Geen vredesduif
„God geve dat ik als martelaar voor Jeruzalem mag vallen.” Die wens van Yasser Arafat is niet vervuld. Na een verblijf van twee weken in een Frans militair ziekenhuis is de leider van de Palestijnse bevrijdingsbeweging vanmorgen vroeg overleden.Hoe gaat Arafat de geschiedenis in? Een van de geruchtmakendste publieke optredens van Yasser Arafat was in 1974, zaterdag dertig jaar geleden. Hij mocht de Algemene Vergadering van de Verenigde Naties toespreken. De foto is beroemd geworden: Arafat steekt twee handen in de lucht, in de ene een olijftak, symbool van de vrede, in de andere het geweer. Tijdens zijn betoog roept hij de Joden op om de zionistische ideologie te verlaten omdat die tot eindeloos bloedvergieten en tot slavernij zal leiden. Hij verzekert de aanwezige afgevaardigden dat hij geen enkele druppel joods of Arabisch bloed wil vergieten. Hij stelt slechts één voorwaarde: een zelfstandige staat voor de Palestijnen.

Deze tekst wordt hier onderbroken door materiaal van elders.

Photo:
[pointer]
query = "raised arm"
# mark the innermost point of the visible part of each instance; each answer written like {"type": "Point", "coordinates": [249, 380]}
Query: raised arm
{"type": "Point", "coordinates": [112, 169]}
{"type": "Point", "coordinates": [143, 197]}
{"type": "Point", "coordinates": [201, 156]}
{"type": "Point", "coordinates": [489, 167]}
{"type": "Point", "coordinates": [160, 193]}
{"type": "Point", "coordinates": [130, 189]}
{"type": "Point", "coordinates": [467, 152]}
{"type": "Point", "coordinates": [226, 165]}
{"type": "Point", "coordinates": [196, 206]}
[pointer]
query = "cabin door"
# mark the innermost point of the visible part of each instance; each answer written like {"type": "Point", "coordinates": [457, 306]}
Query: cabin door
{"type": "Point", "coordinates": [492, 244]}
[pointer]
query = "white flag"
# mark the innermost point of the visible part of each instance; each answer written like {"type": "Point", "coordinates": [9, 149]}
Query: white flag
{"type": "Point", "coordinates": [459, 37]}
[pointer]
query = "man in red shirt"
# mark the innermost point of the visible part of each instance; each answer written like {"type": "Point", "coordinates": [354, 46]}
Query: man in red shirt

Aan het eind van de pathetische rede steekt hij twee handen in de lucht. „Ik heb een olijftak bij me en het geweer van een vrijheidsstrijder. Zorg dat de olijftak niet uit mijn hand valt.” Blijkbaar waren in 1974 de veiligheidsinstructies bij dit soort vergaderingen nog zodanig dat je met een geweer in je hand de zaal binnen kon lopen.
Twintig jaar later, in 1994, staat Arafat opnieuw in de schijnwerpers met zijn olijftak. Samen met de Israëlische premier Rabin en de Israëlische minister van Buitenlandse Zaken, Peres, ontvangt hij de Nobelprijs voor de Vrede.
Heeft Arafat de olijftak laten vallen? In ieder geval heeft hij, ook na 1974, zijn geweer stevig vastgehouden. Arafat is geen vredesduif geweest. De zelfmoordaanslagen van zijn mannen en vrouwen in Israëlische bussen en op andere drukke plaatsen liggen nog vers in het geheugen. Dat geldt ook voor de moord op elf Israëlische sporters bij de Olympische Spelen in München (1972) en bomaanslagen op diverse passagiersvliegtuigen.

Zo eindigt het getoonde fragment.